DeepSeek R1 is the full 671B-parameter reasoning model trained with reinforcement learning. R1 Distill is a family of six smaller dense models (1.5B–70B) fine-tuned on 800,000 reasoning samples that R1 generated. The distilled versions are cheaper to run but inherit base architectures from Qwen 2.5 and Llama 3.x. See the full DeepSeek R1 page for the comparison.
Can I use DeepSeek R1 Distill commercially?
In most cases, yes, but the licence depends on which checkpoint you pick. The Qwen-derived 1.5B/7B/14B/32B inherit Apache 2.0; the Llama 8B and 70B inherit Meta’s Llama 3.1 and 3.3 community licences. Read the specific licence on the model’s Hugging Face page before deploying. Our is DeepSeek open source guide covers the nuance.
How much VRAM do I need to run DeepSeek R1 Distill?
Roughly 1.5 GB at Q4 for the 1.5B, 5 GB for the 7B/8B, 9 GB for the 14B, 20 GB for the 32B and 42 GB for the 70B. A single RTX 4090 comfortably runs everything up to the 32B at Q4. For tighter estimates that account for context length and batch size, use the DeepSeek hardware calculator.
Does DeepSeek R1 Distill support function calling?
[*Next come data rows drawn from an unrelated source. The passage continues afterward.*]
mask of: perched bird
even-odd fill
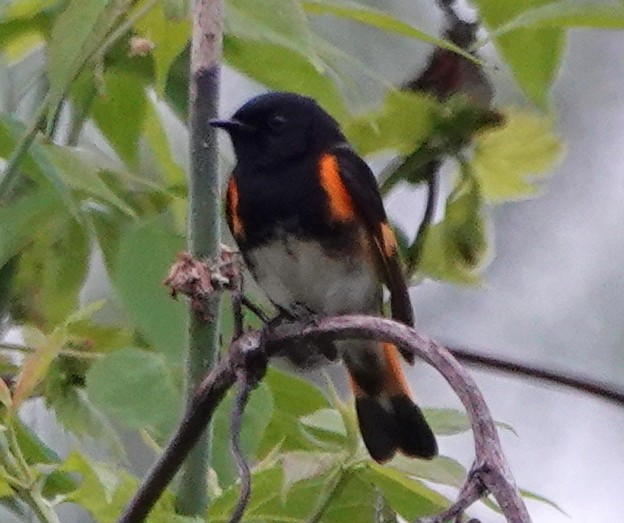
[[[271,302],[294,317],[381,315],[385,284],[392,317],[412,325],[377,182],[338,123],[313,99],[278,92],[211,124],[229,133],[237,159],[226,194],[230,230]],[[325,353],[337,352],[346,364],[372,458],[383,462],[397,450],[435,456],[435,437],[410,397],[397,349],[376,341],[334,344]]]

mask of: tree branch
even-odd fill
[[[138,523],[148,514],[175,474],[201,431],[208,424],[226,390],[236,380],[236,369],[245,368],[254,380],[260,379],[268,359],[286,344],[336,339],[374,339],[404,348],[433,365],[464,404],[475,437],[475,460],[460,498],[451,509],[456,514],[491,493],[509,523],[529,523],[530,516],[519,495],[505,460],[494,421],[470,374],[450,352],[416,330],[395,321],[369,316],[342,316],[303,321],[282,321],[262,331],[251,331],[234,341],[230,351],[202,381],[184,420],[157,463],[150,470],[119,523]],[[449,509],[449,510],[451,510]],[[448,511],[446,511],[448,512]],[[421,519],[438,523],[441,516]]]

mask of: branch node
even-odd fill
[[[207,308],[208,297],[215,292],[240,289],[241,266],[240,253],[223,244],[212,260],[198,260],[188,252],[180,252],[163,284],[169,287],[174,299],[178,294],[188,296],[195,314],[209,323],[212,317]]]

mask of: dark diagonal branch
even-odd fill
[[[589,378],[571,376],[563,372],[547,370],[533,365],[509,361],[466,348],[449,347],[449,351],[459,361],[467,365],[567,387],[573,389],[575,392],[583,392],[597,398],[611,401],[620,407],[624,407],[624,391],[618,390],[606,383],[601,383]]]
[[[475,460],[465,485],[460,490],[456,514],[478,499],[477,493],[491,493],[509,523],[531,521],[503,455],[489,409],[470,374],[450,352],[416,330],[392,320],[368,316],[342,316],[316,319],[313,323],[283,321],[262,331],[243,334],[229,353],[197,389],[182,424],[164,453],[148,472],[119,523],[142,521],[156,503],[203,429],[210,421],[237,372],[244,368],[252,382],[259,380],[269,358],[285,345],[337,339],[374,339],[388,341],[408,350],[435,367],[448,381],[464,404],[475,437]],[[238,369],[238,371],[237,371]],[[453,507],[451,507],[453,508]],[[447,511],[448,513],[448,511]],[[441,516],[421,522],[441,523]],[[445,516],[446,517],[446,516]],[[448,518],[447,518],[448,519]]]

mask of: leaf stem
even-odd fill
[[[4,168],[2,179],[0,179],[0,204],[7,203],[13,186],[17,181],[17,175],[19,174],[19,168],[24,160],[28,149],[35,141],[37,132],[41,126],[42,120],[45,118],[48,108],[48,96],[43,99],[41,105],[37,109],[32,123],[24,133],[24,136],[20,139],[17,147],[13,149],[11,156],[7,160],[6,167]]]
[[[351,478],[351,471],[344,466],[340,466],[336,469],[334,476],[331,478],[331,482],[327,485],[327,488],[321,495],[317,508],[312,512],[306,523],[318,523],[325,514],[327,507],[331,504],[334,498],[342,492],[342,489]]]
[[[407,274],[412,275],[418,269],[420,260],[422,259],[423,249],[431,223],[435,217],[436,207],[438,203],[438,194],[440,192],[440,181],[438,179],[437,166],[427,176],[427,204],[423,219],[418,227],[414,243],[409,247],[409,256],[407,259]]]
The distilled checkpoints were not trained for tool use, so function calling is unreliable compared to the base instruct models or to the V4 API, which supports tool calling natively. If your workflow needs structured tool calls, the managed DeepSeek API function calling surface on V4-Flash or V4-Pro is a better fit than the distilled local models.
Why is my R1 Distill model producing repetitive or incoherent output?
This is a known quirk. DeepSeek recommends a temperature of 0.5–0.7 (0.6 is the default), no system prompt — put all instructions in the user message — and an explicit “reason step by step” directive for maths. The model also uses a 32,768-token output ceiling that long traces can hit. Our DeepSeek prompt engineering guide has prompt templates that match these recommendations.